Hep kasa kazanır!
Bugün biraz karışık bir konuyu işleyeceğim. Şimdiden karışıklık için affedin.
Konu önemli.
Hatırlarsanız Kanal İstanbul için yıllık gelir 300-500 milyon dolardan başlayıp 5-10 milyar dolara kadar söylediler. Maliyet için de benzer rakamlar verildi. Binali Yıldırım 5,8 milyar dolar dedi; şimdiki Ulaştırma Bakanı Adil Karaismailoğlu 15 milyar dolar dedi.
Matematik alırken ve verirken çok farklı işleyebiliyor.
İsteyene istediği rakamı veriyorlar.
Ama iş kasaya gelince durum çok farklı. Orada zehir gibi bir akıl işliyor.
Gelin Osmangazi Köprüsü üzerinden konuya giriş yapalım.
Bilindiği gibi Osmangazi Köprüsünde indirimli fiyat uygulanıyor. Gerçek geçiş fiyatı yaklaşık 350 TL ama geçen vatandaşlardan 147 TL alınıyor.
Hazine-Devlet veya dolaylı olarak hepimiz bu geçen vatandaş adına kasaya yaklaşık 200 TL daha ödüyoruz. Günlük 40 bin aracın altında kalan tutar için ise 350 TL’nin tamamını Hazine-Devlet ve dolaylı olarak hepimiz ödüyoruz.
Burada indirimli fiyat önemli. Yani müteahhide verilen garanti fiyatın tamamı vatandaşa yansıtılmıyor. Fark kasadan ödenmeye devam ediliyor.
Buraya kadar olan konu bilinen bir mesele.
Şimdi yeni bir durum var.
Önceki haftalarda Zafer Şahin ve Mehmet Acet Osmangazi Köprüsü’nün günlük 40 bin araç garantinin üzerine çıktığını yazdılar. Bu güzel haber.

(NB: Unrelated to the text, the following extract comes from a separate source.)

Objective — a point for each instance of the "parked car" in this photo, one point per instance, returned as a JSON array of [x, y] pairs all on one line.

Ama burada bir sorun var. Sorun şu:
Araç garantisinin üzerine çıkılınca fazlalık gelirin yüzde 70’i şirkete ve kalan yüzde 30’u devlete gidiyor.
Burası da tamam...
Şimdi diyelim ki tam 40 bin araç geçiyor: Bu durumda tablo şu oluyor: 40 bin araç başına yaklaşık 150 TL şirket tahsil ediyor. Bu da günlük 6 milyon lira ediyor. Ama 350-150=200 TL farkı olan 8 milyon lirayı da devlet yine günlük olarak 6 ayda bir müteahhide ödüyor.
Çünkü köprü gerçek geçiş fiyatı 350 TL (rakamları yuvarlayarak yaklaşık veriyorum)
Şimdi gelelim asıl noktaya:
Diyelim ki Osmangazi Köprüsünü günlük 60 bin araç kullanmaya başladı.
Normalde durum ne olur?
Şirkete verilen günlük araç garantisi 40 bin araç üzerinden 350 TL toplam fiyatla 14 milyon lira. Ama 60 bin araç kullanırsa ve 150 liradan geçiyorsa şirketin günlük geliri 9 milyon lira ediyor.
Acaba burada devlet-siyaset “Biz indirimli fiyat ile size kolaylık yaptık, dolayısı ile günlük 14 milyon gelir (93 bin araç 150 TL ödeyerek) tamamlanana kadar size garanti edilen üzerinde araç geçişini saymayız” diyor mu?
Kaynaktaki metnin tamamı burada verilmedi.